Borrower Grace Periods
After you graduate, leave school, or drop below half-time enrollment, you have a period of time before you have to begin repayment. This “grace period” will be
- Six months for a Federal Stafford Loan (Direct Loan Program SM or Federal Family Education Loan (FFELSM) Program).
Make Your Payments on Time
Your loan servicer will provide information about repayment and will notify you of the date loan repayment begins. It is very important that you make your full loan payment on time either monthly (which is usually when you’ll pay) or according to your repayment schedule. If you don’t, you could end up in default, which has serious consequences. Student loans are real loans—just as real as car loans or mortgages. You have to pay back your student loans.
Get Your Loan Information
The U.S. Department of Education’s National Student Loan Data System SM (NSLDSSM) provides information on your federal loans including loan types, disbursed amounts, outstanding principal and interest, and the total amount of all your loans. To access NSLDS, go to http://nslds.ed.gov/.

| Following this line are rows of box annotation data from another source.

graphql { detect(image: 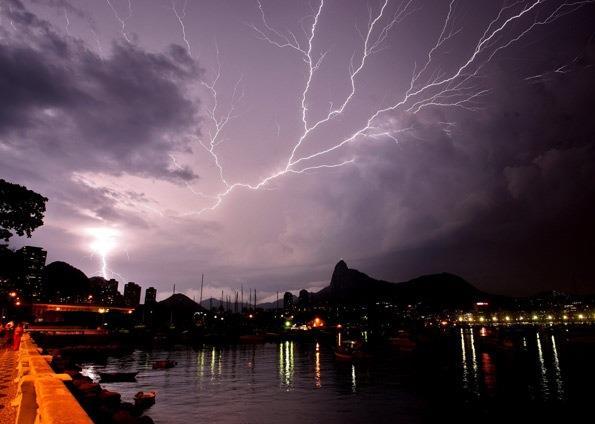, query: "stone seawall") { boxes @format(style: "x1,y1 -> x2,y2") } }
13,334 -> 93,424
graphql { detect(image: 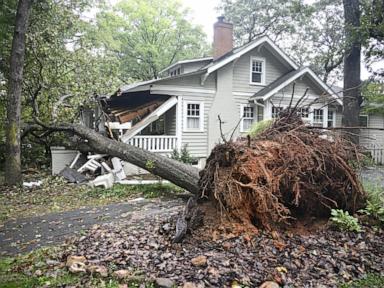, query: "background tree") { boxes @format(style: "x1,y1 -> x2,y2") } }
220,0 -> 344,83
5,0 -> 32,184
97,0 -> 209,82
342,0 -> 362,143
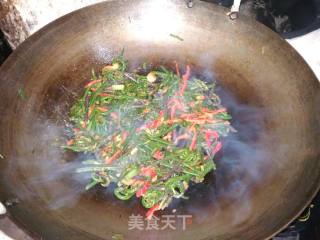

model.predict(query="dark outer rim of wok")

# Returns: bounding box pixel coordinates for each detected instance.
[0,2,320,238]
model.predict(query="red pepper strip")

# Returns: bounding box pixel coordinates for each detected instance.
[72,128,80,134]
[99,93,111,97]
[168,97,184,119]
[84,80,102,88]
[105,150,121,164]
[163,132,172,141]
[174,61,180,77]
[67,139,74,146]
[170,105,176,119]
[179,65,191,96]
[110,112,119,121]
[212,142,222,154]
[136,182,151,198]
[97,107,109,112]
[88,106,94,118]
[152,150,164,160]
[146,203,160,220]
[140,167,157,182]
[189,126,197,150]
[205,130,219,148]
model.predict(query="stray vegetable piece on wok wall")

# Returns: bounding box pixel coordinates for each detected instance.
[64,55,235,218]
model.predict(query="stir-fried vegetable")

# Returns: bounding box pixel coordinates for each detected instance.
[65,56,233,218]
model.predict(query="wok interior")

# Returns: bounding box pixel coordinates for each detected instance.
[0,1,319,240]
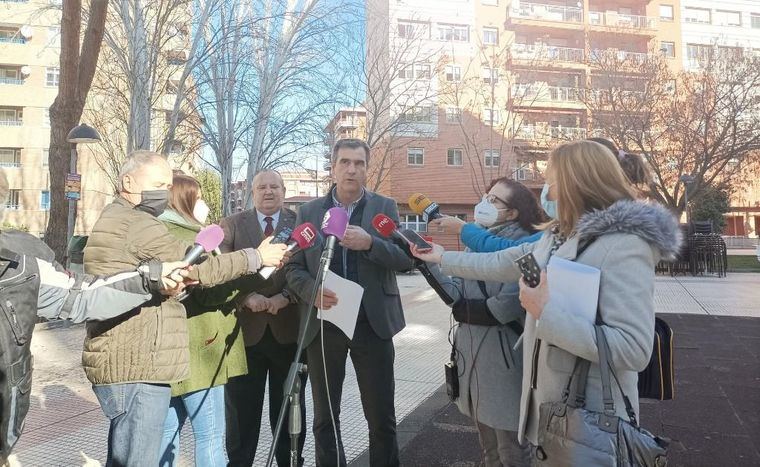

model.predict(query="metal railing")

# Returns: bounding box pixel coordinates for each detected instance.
[516,125,586,141]
[588,11,657,29]
[512,44,585,63]
[0,78,24,84]
[512,3,583,23]
[512,84,583,102]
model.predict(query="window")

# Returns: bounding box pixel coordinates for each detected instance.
[483,68,499,84]
[438,24,470,42]
[446,65,462,81]
[483,149,501,167]
[446,148,462,166]
[414,64,430,79]
[399,105,433,123]
[749,13,760,29]
[483,28,499,45]
[683,7,712,24]
[45,67,61,87]
[0,148,21,167]
[715,10,742,26]
[406,148,425,165]
[398,21,414,39]
[48,26,61,46]
[0,107,23,126]
[5,190,21,209]
[40,191,50,211]
[483,109,499,125]
[446,107,462,123]
[400,214,427,232]
[686,44,713,64]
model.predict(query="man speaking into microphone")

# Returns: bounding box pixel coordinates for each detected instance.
[286,139,414,466]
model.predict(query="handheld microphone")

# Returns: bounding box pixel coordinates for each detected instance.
[259,222,317,280]
[322,208,348,277]
[372,214,454,305]
[182,224,224,264]
[409,193,443,222]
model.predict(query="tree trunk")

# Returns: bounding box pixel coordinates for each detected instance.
[45,0,108,262]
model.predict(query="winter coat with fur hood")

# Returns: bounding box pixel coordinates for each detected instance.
[441,200,681,444]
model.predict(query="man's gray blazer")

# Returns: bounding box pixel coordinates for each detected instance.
[285,191,414,345]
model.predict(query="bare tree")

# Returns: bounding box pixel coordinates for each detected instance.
[45,0,108,261]
[342,11,443,191]
[240,0,344,207]
[587,46,760,213]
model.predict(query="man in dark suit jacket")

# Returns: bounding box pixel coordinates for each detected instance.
[286,139,414,466]
[220,170,306,467]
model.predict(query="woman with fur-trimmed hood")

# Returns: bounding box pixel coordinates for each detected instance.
[415,141,681,454]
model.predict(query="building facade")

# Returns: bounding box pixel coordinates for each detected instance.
[680,0,760,239]
[0,0,197,237]
[360,0,685,248]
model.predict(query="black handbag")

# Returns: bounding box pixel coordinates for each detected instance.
[639,318,676,401]
[535,326,668,467]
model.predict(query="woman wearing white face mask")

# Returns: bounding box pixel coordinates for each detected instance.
[159,174,252,467]
[430,178,544,467]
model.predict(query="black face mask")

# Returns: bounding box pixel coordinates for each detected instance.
[135,190,169,217]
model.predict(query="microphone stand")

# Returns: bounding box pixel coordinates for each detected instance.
[266,248,332,467]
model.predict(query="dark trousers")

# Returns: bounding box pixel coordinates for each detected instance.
[307,321,399,467]
[225,327,306,467]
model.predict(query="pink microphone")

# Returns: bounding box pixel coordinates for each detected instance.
[322,208,348,277]
[182,224,224,264]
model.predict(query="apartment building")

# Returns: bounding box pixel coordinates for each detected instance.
[0,0,199,237]
[367,0,685,247]
[680,0,760,238]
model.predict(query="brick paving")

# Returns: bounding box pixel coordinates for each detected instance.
[11,274,760,466]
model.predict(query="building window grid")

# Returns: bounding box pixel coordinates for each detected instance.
[0,148,21,167]
[406,148,425,165]
[446,148,464,167]
[483,149,501,167]
[5,189,21,209]
[483,28,499,45]
[45,67,61,87]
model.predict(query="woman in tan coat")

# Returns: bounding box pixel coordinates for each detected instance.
[415,141,681,460]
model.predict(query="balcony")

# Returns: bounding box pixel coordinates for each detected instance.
[0,78,24,85]
[511,3,583,23]
[588,11,657,33]
[512,44,585,64]
[512,84,584,105]
[515,124,587,141]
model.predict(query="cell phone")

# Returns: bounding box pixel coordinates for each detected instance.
[271,227,293,243]
[401,229,433,253]
[515,253,541,287]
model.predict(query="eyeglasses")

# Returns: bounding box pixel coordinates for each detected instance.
[486,193,509,208]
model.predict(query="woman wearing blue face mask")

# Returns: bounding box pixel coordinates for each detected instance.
[430,138,651,253]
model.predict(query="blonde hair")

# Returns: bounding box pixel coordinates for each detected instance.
[547,141,637,237]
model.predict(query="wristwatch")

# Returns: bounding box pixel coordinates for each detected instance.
[280,289,298,305]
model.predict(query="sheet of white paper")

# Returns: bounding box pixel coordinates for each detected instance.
[317,271,364,339]
[546,256,601,323]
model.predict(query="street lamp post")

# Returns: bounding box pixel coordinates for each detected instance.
[66,123,100,264]
[678,174,694,225]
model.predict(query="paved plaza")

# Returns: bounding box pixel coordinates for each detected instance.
[11,274,760,466]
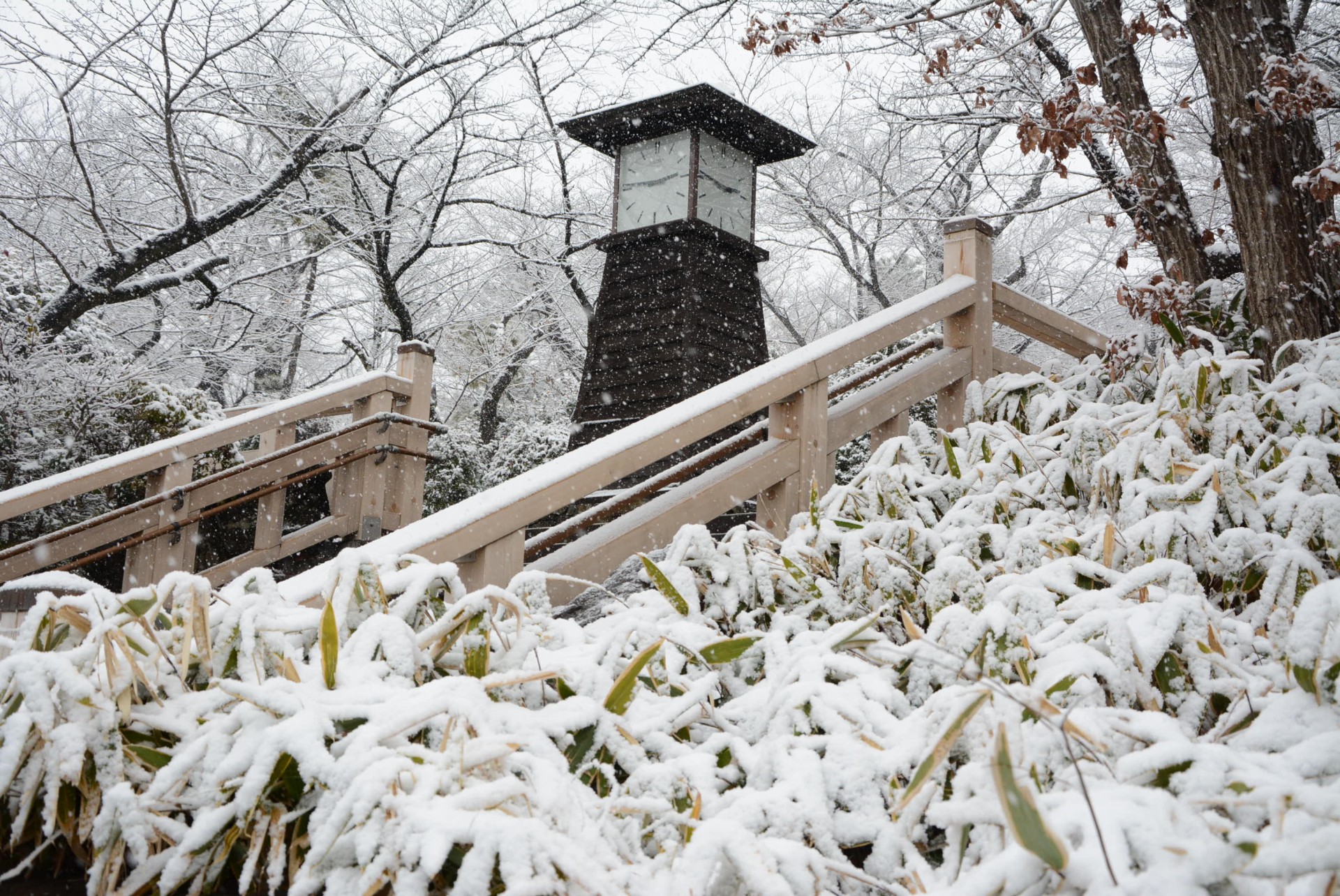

If you’re not sure who your loan servicer is, you can look it up on http://nslds.ed.gov/ or call the Federal Student Aid Information Center at 1-800-4-FED-AID (1-800-433-3243; TTY 1-800-730-8913). To see a list of Federal Student Aid servicers for the Direct Loan Program and for FFEL Program Loans purchased by the U.S. Department of Education, go to the Loan Servicer page.
You have a choice of several repayment plans that are designed to meet the different needs of individual borrowers. The amount you pay and the length of time to repay your loans will vary depending on the repayment plan you choose. Go to Repayment Plans and Calculators for more information about the various repayment plans and to calculate your estimated repayment amount under each of the different plans.
If you have specific questions about repaying FFEL, Direct, or Perkins Loans, contact your loan servicer. In the case of Perkins Loans, your servicer will be the school that made the loan. If you don’t know who your loan servicer is, go to http://nslds.ed.gov/ to find out.
If you default, it means you failed to make payments on your student loan according to the terms of your promissory note, the binding legal document you signed at the time you took out your loan. In other words, you failed to make your loan payments as scheduled. Your school, the financial institution that made or owns your loan, your loan guarantor, and the federal government all can take action to recover the money you owe. Here are some consequences of default:
- National credit bureaus can be notified of your default, which will harm your credit rating, making it hard to buy a car or a house.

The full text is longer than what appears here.